Диана посмотрела на меня настороженно, быстро отвела глаза и тихо произнесла:
– По-моему, ее не было. Она тогда была в отпуске.
Потом взглянула на стенные часы у меня за спиной и, слегка покраснев, пробормотала:
– Извините, мне пора идти в класс.
– С тобой все в порядке?
– Да, просто отлично, – ответила она неуверенно, принявшись собирать сумку и книги. Казалось, она была рада хоть чем-то занять свои руки. – О, я совсем забыла! У меня тут есть кое-что для Колина, если вы увидитесь с ним. – И она достала картонную коробку. – Здесь альбом с фотографиями, который я собрала для него. – Похоже, она вся уже была мыслями в школе, манеры стали более рассеянными, а внимание расплылось. – Сожалею, но у меня больше нет времени, – смущенно улыбнулась она. – Сколько я должна заплатить за свой ленч?
– Я все оплачу, – сказала я. – Может, тебя подвезти?
– У меня машина, – ответила она, но все оживление с ее лица будто ветром сдуло.
– Диана, в чем все-таки дело? – настаивала я.
Она снова резко опустилась на стул, глядя прямо перед собой. Голос у нее упал на целую октаву вниз.
– Это я выпустила пса на улицу, – проговорила она. – В тот самый день, когда они уехали. Никки просила меня дать ему побегать, перед тем как за мной приедет мама. Я так и сделала, но, почувствовав слабость, задремала на диване в гостиной. А когда мама просигналила с улицы, быстро схватила свои вещи и выбежала из дома, совсем забыв про Бруно. Он, должно быть, бегал вокруг дома уже дня два, когда я наконец вспомнила о нем. Вот почему мы с мамой и вернулись туда. Чтобы покормить его и впустить в дом.
Ее глаза наконец встретились с моими, и, казалось, она уже была готова разреветься.

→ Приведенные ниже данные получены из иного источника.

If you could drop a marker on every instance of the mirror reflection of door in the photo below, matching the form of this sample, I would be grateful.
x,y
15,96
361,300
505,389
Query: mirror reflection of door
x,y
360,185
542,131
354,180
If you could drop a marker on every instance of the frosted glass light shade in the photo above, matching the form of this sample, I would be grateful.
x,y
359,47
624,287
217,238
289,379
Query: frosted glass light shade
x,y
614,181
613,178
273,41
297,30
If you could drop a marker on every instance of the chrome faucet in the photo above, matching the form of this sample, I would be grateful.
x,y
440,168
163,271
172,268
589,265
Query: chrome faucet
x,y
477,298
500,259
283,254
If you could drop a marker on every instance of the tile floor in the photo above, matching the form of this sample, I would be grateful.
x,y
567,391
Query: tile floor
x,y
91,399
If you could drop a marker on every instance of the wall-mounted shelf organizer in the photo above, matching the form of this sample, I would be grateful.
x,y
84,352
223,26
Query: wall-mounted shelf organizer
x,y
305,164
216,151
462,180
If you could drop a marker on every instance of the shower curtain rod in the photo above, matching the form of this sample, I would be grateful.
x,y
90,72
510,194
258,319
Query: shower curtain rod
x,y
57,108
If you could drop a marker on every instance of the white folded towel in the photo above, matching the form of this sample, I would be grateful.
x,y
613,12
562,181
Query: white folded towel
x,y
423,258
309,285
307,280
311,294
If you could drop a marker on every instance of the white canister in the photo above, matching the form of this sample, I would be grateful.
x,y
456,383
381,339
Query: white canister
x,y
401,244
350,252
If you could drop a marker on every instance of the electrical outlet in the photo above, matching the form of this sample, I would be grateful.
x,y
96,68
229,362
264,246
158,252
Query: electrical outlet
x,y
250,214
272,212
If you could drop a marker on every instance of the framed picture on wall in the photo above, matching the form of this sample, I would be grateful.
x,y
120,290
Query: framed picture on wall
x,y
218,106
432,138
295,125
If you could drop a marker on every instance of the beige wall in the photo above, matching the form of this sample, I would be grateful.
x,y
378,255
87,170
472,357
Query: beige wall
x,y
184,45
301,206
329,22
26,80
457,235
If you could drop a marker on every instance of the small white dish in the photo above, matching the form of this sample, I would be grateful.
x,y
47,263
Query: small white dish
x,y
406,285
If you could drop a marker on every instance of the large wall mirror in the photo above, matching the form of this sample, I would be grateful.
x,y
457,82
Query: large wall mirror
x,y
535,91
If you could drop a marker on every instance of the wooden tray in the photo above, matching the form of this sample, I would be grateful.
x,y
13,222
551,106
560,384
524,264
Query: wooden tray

– Бедняга, – прерывисто прошептала она. Похоже, ее захлестнуло чувство неизгладимой вины. – Это из-за меня его сбила машина. Из-за моей дурацкой забывчивости. – Она прикрыла рот дрожащей рукой и часто заморгала. – У меня от этого случая на всю жизнь осталось тяжелое чувство, но я никому, кроме мамы, об этом не рассказывала, да никто и не спрашивал. Вы ведь тоже никому не расскажете? Все были просто убиты горем, узнав о его смерти, и никто даже не поинтересовался у меня, как пес оказался на улице. А сама я промолчала. Если бы Никки узнала, она бы возненавидела меня.
– У Никки нет причин для ненависти, потому что собака погибла в результате несчастного случая, Диана, – старалась я успокоить ее. – К тому же с тех пор прошло много лет. Какая теперь разница, как это случилось?
Она загадочно взглянула на меня, и я наклонилась поближе, чтобы разобрать торопливый шепот.
– Как раз когда собаки не было в доме, туда кто-то заходил. Этот неизвестный проник в дом и подменил лекарство. Вот отчего папа и умер, – расслышала я сквозь ее прерывистое дыхание. Диана судорожно полезла в сумочку за салфеткой. Плечи безвольно поникли, и, задыхаясь от подступивших к горлу слез, она начала часто всхлипывать.
Двое парней за соседним столиком с любопытством оглянулись на нее.
– О Боже милостивый, – приговаривала она хриплым шепотом.
– Давай-ка пойдем отсюда, – предложила я, взяв ее вещи в охапку и оставив на столе деньги по счету – явно больше требуемой суммы. Поддерживая Диану под руку, я подталкивала ее к выходу.
Когда мы добрались до автостоянки, она уже слегка пришла в себя и воскликнула:
– Господи, простите меня! До сих пор не могу поверить, как меня угораздило совершить ту трагическую ошибку. На мне теперь всегда будет висеть груз вины.